REJECTING ECO EXOTICISM

REJECTING ECO EXOTICISM

It’s easy to love Palo Santo (most eco shops do). In the locales where it is grown, this wood is culturally significant, in fact holy. In a weird case of cultural appropriation, there is an emerging retail obsession with it. It is ‘natural’ and unpackaged … but is it sustainable or low-waste?

‘Hand-collected and cut in Northern Peru’, ‘only old dead wood is used’. It is wild-harvested, it is not re-planted, nor do we really know the social conditions of its production nor the impact of the removal of dead wood on animal habitat and local ecosystems.

In a similar way, many tropical and exotic ingredients like cocoa butter, coconut oil, palm oil, himalayan salt, shea butter, and many amazonian ‘superfoods’ (cinnamon, sandalwood and tropical spices) that end up in ‘natural’ products like essential oils and incense are embraced with very little objective consideration.

No product is perfect, but sending hardwood halfway around the world to improve the smell of your home has to be done with a conscious sense of what you are actually trading off.
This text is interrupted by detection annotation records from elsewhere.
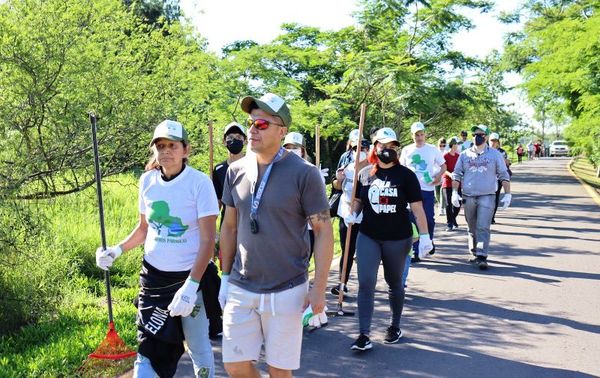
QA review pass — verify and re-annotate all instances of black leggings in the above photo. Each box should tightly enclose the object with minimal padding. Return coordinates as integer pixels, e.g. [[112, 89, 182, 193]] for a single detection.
[[338, 218, 359, 284]]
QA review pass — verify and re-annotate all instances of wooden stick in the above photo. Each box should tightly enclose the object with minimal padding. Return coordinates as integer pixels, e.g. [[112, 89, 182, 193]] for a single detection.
[[338, 104, 367, 311], [315, 124, 321, 169], [208, 120, 214, 180]]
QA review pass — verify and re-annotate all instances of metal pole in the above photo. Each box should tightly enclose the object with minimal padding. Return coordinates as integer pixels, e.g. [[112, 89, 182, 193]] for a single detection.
[[89, 112, 113, 324]]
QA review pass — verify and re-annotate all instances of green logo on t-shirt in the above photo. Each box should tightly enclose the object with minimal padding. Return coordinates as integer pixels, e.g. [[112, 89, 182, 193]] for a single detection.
[[148, 201, 190, 237], [411, 154, 433, 184]]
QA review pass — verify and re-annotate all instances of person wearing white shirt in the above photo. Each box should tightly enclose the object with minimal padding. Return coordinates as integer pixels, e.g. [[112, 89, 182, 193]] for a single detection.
[[400, 122, 446, 262]]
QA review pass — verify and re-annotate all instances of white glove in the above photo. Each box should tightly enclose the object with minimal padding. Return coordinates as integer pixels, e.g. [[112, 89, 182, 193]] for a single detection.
[[167, 278, 200, 316], [450, 190, 462, 207], [344, 213, 358, 227], [96, 245, 123, 270], [320, 168, 329, 184], [500, 193, 512, 210], [419, 234, 433, 259], [219, 274, 229, 310], [302, 305, 327, 328]]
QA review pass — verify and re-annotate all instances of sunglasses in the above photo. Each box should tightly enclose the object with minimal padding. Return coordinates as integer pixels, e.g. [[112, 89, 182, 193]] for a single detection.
[[246, 118, 283, 130]]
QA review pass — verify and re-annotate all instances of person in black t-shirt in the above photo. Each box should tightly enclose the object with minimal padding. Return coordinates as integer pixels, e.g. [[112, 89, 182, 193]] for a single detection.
[[204, 122, 246, 340], [344, 127, 433, 351], [490, 133, 512, 224], [212, 122, 246, 223]]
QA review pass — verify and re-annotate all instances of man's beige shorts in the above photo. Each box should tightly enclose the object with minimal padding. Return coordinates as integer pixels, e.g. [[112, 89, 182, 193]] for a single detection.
[[223, 282, 308, 370]]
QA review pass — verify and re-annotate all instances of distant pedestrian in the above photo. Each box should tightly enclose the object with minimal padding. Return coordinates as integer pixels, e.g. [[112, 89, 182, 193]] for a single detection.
[[458, 130, 473, 152], [527, 140, 535, 160], [435, 138, 448, 216], [442, 137, 462, 231], [345, 127, 433, 351], [490, 133, 512, 224], [451, 125, 512, 270], [331, 133, 370, 295], [517, 143, 525, 164]]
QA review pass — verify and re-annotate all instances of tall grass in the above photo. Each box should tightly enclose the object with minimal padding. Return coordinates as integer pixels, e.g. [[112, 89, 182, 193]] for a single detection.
[[0, 175, 142, 377]]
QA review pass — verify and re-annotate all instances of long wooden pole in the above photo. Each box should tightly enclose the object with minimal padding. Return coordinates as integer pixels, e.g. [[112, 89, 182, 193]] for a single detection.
[[337, 104, 367, 315], [315, 124, 321, 169], [208, 120, 214, 180]]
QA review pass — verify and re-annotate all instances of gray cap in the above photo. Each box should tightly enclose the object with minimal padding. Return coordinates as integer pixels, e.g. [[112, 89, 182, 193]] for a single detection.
[[240, 93, 292, 127], [223, 122, 247, 138]]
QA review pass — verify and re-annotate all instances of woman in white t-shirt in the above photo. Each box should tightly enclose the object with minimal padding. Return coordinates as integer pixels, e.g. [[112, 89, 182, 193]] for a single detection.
[[96, 120, 219, 377]]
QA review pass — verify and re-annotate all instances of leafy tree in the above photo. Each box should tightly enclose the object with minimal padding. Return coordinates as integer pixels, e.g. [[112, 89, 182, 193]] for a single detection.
[[505, 0, 600, 175]]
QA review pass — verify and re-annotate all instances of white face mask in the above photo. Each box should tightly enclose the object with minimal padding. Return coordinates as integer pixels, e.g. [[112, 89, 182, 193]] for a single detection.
[[286, 148, 304, 159]]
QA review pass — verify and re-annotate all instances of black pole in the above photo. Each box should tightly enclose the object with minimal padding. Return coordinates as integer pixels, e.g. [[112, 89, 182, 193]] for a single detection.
[[89, 112, 113, 323]]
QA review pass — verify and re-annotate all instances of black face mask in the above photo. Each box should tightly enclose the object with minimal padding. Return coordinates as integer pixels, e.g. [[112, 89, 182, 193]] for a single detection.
[[377, 148, 398, 164], [475, 134, 485, 146], [227, 139, 244, 155]]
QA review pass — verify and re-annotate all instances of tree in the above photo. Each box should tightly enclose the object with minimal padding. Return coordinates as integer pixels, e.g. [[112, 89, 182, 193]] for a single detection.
[[506, 0, 600, 174]]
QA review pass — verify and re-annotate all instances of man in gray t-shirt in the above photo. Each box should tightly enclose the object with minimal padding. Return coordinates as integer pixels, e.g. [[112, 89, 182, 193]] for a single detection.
[[452, 125, 512, 270], [219, 93, 333, 377]]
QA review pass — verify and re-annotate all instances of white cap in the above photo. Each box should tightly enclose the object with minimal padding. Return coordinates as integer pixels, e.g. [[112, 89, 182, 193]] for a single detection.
[[150, 119, 189, 147], [373, 127, 400, 145], [283, 132, 304, 147], [348, 129, 359, 143], [410, 122, 425, 135]]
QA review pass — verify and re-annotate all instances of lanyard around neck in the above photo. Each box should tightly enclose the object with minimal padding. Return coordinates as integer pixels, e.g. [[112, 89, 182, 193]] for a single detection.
[[250, 147, 285, 219]]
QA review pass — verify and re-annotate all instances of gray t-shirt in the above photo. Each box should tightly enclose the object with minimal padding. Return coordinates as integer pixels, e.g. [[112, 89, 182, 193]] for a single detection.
[[452, 146, 510, 197], [222, 153, 329, 293]]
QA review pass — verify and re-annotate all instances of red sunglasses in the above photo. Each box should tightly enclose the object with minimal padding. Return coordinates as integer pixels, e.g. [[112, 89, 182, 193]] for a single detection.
[[246, 118, 283, 130]]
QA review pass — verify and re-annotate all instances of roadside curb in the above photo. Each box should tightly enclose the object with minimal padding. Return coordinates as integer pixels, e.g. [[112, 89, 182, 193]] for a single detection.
[[567, 159, 600, 206]]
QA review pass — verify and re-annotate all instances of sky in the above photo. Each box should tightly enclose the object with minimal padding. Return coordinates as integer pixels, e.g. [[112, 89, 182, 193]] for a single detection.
[[181, 0, 535, 128]]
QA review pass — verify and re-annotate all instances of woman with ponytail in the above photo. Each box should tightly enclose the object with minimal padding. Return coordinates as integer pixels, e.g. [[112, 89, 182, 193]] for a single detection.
[[345, 127, 433, 351]]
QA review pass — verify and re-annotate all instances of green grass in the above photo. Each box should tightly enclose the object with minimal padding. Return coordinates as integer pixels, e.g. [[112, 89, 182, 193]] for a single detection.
[[0, 175, 340, 377], [571, 157, 600, 192], [0, 175, 141, 377]]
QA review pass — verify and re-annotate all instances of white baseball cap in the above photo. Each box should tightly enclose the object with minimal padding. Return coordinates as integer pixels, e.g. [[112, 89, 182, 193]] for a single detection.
[[283, 132, 305, 147], [410, 122, 425, 135], [373, 127, 400, 146], [240, 93, 292, 127], [150, 119, 189, 147]]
Sage, mesquite, sweetgrass, pinon pine: all of these are available in the USA and provide a viable alternative to all those carbon miles from Peru, or India for example.

Our rule of thumb—respect a sense of place: local and connected markets are fresher and unique, embodying standards we can observe and understand.

Exotic stuff should be used occasionally and thoughtfully.